A temporada eleitoral do Brasil está oficialmente em andamento. Os eleitores escolherão um presidente, governadores e parlamentares federais e estaduais, com os candidatos agora livres para pedir votos, comprar publicidade e realizar comícios até 25 de outubro. 

E em todo o Brasil, veículos de notícias locais e de nicho estão lançando coberturas construídas em torno de sua maior vantagem: a proximidade com seus públicos. Eles estão entrevistando moradores, dando destaque às histórias de mulheres, fazendo parcerias com outras pequenas redações e cobrindo a campanha por perspectivas especializadas. 

Com equipes menores e menos recursos do que os veículos nacionais, eles estão transformando seus vínculos com as comunidades em uma vantagem. Samuel Pantoja Lima, um dos principais pesquisadores brasileiros de jornalismo local, disse que temas como saúde pública e segurança pública, frequentemente discutidos nos debates nacionais, são inequivocamente questões de interesse regional e desempenham um papel fundamental na formação das decisões dos eleitores. 

“Se o jornalismo local oferecer uma cobertura aprofundada por meio de uma série de reportagens e matérias investigativas, acredito que ele poderá dar uma contribuição importante para essas questões que afetam a todos nós”, disse ele à LatAm Journalism Review (LJR).

A Agência Mural, um veículo de notícias de 16 anos dedicado a atender públicos em São Paulo e nas comunidades do entorno, quer que sua cobertura eleitoral destaque o impacto da política nacional nas periferias. O veículo planeja começar com uma visão geral das eleições anteriores nas comunidades periféricas  para enfatizar a importância de votar em deputados estaduais. 

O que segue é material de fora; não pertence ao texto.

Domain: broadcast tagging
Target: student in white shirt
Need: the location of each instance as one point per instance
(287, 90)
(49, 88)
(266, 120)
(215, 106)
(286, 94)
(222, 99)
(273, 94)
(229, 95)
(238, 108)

“Vamos mostrar como os votos se distribuíram em 2022, por zona eleitoral, em cada área da Grande São Paulo,” explicaram o cofundador da Agência Mural Paulo Talarico e a editora Sarah Fernandes em um editorial recente sobre como a democracia só se desenvolve com as periferias.  

“Este é o ponto de partida para reportagens que examinarão como esses parlamentares atuaram nos últimos quatro anos: Eles votaram em projetos de lei que impactam a vida em nossos territórios? Como usaram as emendas parlamentares durante esse período? E qual é a posição deles na disputa eleitoral?”

A rede de 60 correspondentes da Mural nas áreas periféricas de São Paulo é o que diferencia o veículo, disse Talarico, explicando que eles ajudarão a contextualizar o que os moradores locais pensam dos candidatos. 

Para Talarico, concentrar-se nas perspectivas locais permite que eles produzam histórias que se afastam da abordagem típica das redações nacionais e mostrem como a eleição desempenha um papel fundamental para essas comunidades. 

“Os correspondentes vivem em suas comunidades; eles sabem onde surgem os problemas e as questões-chave, e também sabem quais moradores são importantes líderes comunitários ativos nessas áreas,” disse Talarico à LatAm Journalism Review (LJR) “Com base nisso, conseguimos descobrir histórias altamente relevantes para essas comunidades e abordar diretamente as necessidades das pessoas que vivem ali.”

Mas nem todas as publicações têm acesso a uma rede de colaboradores. Arthur Raposo Gomes, jornalista e diretor do veículo de notícias online Notícias del-Rei, disse durante a Conferência da Abraji realizada em São Paulo em agosto que muitos veículos pequenos e locais dependem de uma equipe pequena ou das chamadas “equipes de uma pessoa” — essencialmente jornalistas com múltiplas funções dentro do mesmo veículo de comunicação.

Por isso, para ampliar sua cobertura, alguns estão apostando em seus nichos e fazendo parcerias com outros. 

Gomes disse que o Noticias Del Rei está fazendo parceria com outro pequeno veículo local, a Revista Mana, que concentra sua cobertura em temas e perspectivas relacionados às mulheres, na região . O objetivo deles é ir além das notícias factuais e mostrar como as decisões tomadas na capital do país afetam a vida cotidiana de seus públicos. 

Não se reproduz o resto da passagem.